GUI not appearing (Linux/SSH)

  • Ensure X11 forwarding is enabled: ssh -X user@host
  • For headless systems, set use_gui: false in config
  • Try: mito_protein_localization --config config.yaml network_line_scan

Channel mismatch errors

  • Verify channel indices match your TIFF file structure
  • Use 0-based indexing (first channel = 0, second = 1, etc.)
  • Check TIFF metadata with: python -c "from tifffile import TiffFile; t = TiffFile('yourfile.tiff'); print(len(t.series[0].pages))"

Performance Considerations

  • scan_width: Larger values = more computation. Start with 4, increase if needed
  • path_sampling: Controls subpixel accuracy.
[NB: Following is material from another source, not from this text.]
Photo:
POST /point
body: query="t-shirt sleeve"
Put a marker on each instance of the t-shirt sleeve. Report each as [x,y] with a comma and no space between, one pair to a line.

Use 5 for speed, 10+ for precision
  • min_path_length: Filters out small/noise segments. Increase to skip isolated structures
  • Peak detection: Adjust peak_threshold and peak_prominence to filter false positives

Supported File Formats

  • Input: TIFF files (.tiff, .tif)
  • Output: CSV, PNG, pickle
  • Config: YAML (.yaml, .yml)

Related Documentation

  • CLI_USAGE.md - Direct command-line script usage
  • MITO_LOCATION_USAGE.md - Config-based workflow documentation
  • config.yaml.template - Complete configuration file template with explanations

About

A python code to locate mitochondria and perform a line scan along their longer axis to get the intensity of targets along the mitochondrial axis.